少ないながらも、たくさんの人々と接してきた。
そして、どんな人からも見た目のおかげもあるのだろうけれど、親切にしてくれた。
ここに来て出会った人々は優しく、温かだった。
そんな人たちの、穏やかな生活が脅かされている。
そして、私には癒しの術と魔法の力がある。
だから私はきっと選ぶんだろう、自分の穏やかに過ごせる日々も願って。
「国王陛下。お気遣いありがとうございます。この少ない数日の間でも、私はこの国の人々に優しくして頂きました」
顔を上げてニコッと笑うと、私は続けた。
「きっと私が黒い髪と瞳でなくっても、この国で出会った人々は、困った人に手を差し伸べる人々だと感じています。だから、私自身がこの国で穏やかに暮らせるように尽力します」
私を見つめた国王陛下は、キュッと唇を引き結んだ後で一つ息を吐くと少し表情を和ませて言った。

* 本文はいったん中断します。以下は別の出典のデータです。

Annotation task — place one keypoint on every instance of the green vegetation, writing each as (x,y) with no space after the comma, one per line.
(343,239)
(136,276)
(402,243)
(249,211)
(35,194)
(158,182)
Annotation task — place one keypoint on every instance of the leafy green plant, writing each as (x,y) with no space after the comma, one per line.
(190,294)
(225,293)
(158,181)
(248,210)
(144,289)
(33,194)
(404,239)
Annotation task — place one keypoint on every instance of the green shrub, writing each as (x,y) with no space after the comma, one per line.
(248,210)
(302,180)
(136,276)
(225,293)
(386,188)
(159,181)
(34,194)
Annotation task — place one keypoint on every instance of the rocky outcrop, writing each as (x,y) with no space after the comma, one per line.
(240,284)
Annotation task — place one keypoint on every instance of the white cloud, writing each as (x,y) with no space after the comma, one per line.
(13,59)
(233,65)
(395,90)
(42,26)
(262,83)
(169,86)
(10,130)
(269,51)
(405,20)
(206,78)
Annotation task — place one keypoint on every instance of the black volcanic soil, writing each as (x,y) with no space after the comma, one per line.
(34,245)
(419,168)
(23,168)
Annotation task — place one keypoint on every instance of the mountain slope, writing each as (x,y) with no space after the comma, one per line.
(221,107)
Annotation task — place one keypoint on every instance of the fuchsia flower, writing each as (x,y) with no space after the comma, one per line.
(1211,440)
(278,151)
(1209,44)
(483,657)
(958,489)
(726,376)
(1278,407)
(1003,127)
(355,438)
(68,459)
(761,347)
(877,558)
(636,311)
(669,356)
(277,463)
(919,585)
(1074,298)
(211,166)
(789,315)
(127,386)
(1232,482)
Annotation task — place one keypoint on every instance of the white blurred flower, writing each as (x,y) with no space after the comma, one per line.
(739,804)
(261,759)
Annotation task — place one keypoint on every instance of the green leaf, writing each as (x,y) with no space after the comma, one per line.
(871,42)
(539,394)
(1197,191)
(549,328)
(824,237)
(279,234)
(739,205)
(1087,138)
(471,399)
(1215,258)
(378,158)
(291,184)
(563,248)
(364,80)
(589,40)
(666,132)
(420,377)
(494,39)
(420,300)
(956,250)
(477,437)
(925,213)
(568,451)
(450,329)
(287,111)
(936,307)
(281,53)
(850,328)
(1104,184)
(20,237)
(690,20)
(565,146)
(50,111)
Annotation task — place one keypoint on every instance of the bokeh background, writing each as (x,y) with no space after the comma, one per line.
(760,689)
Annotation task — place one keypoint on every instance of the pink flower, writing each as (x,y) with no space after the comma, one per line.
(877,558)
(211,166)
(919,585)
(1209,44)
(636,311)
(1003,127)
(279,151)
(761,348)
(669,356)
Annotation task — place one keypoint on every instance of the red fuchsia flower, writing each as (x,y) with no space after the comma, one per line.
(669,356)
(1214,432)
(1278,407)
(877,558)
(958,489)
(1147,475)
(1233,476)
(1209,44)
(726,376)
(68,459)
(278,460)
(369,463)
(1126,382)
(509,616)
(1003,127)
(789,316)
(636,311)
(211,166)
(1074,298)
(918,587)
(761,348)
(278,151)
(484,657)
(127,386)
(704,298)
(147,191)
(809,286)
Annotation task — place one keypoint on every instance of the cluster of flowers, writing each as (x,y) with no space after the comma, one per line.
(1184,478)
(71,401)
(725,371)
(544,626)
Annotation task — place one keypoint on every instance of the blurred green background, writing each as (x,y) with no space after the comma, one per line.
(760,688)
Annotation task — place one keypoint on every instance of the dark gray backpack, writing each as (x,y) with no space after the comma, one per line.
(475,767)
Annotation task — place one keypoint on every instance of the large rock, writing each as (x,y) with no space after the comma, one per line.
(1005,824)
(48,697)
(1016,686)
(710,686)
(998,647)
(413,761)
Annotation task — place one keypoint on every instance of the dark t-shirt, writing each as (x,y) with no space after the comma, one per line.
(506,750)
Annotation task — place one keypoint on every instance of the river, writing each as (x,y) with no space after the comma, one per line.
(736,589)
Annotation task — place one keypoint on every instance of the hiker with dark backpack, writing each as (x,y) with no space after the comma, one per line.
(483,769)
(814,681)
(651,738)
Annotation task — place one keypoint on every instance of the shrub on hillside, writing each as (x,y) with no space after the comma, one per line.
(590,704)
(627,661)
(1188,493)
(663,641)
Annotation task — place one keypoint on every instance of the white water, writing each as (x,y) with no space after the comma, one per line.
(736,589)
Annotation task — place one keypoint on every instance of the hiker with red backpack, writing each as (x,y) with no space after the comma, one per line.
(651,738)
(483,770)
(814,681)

「我々、国を統べるものには歴代の黒の乙女に関する記録がある。全ての者が協力的であったわけでも、前向きであったわけでもない。それでも、圧倒的な力を欲する時に現れる強き者に人は縋りたくなってしまうのだ……」
表情を引き締めた国王陛下は、私を真っ直ぐに見つめて言った。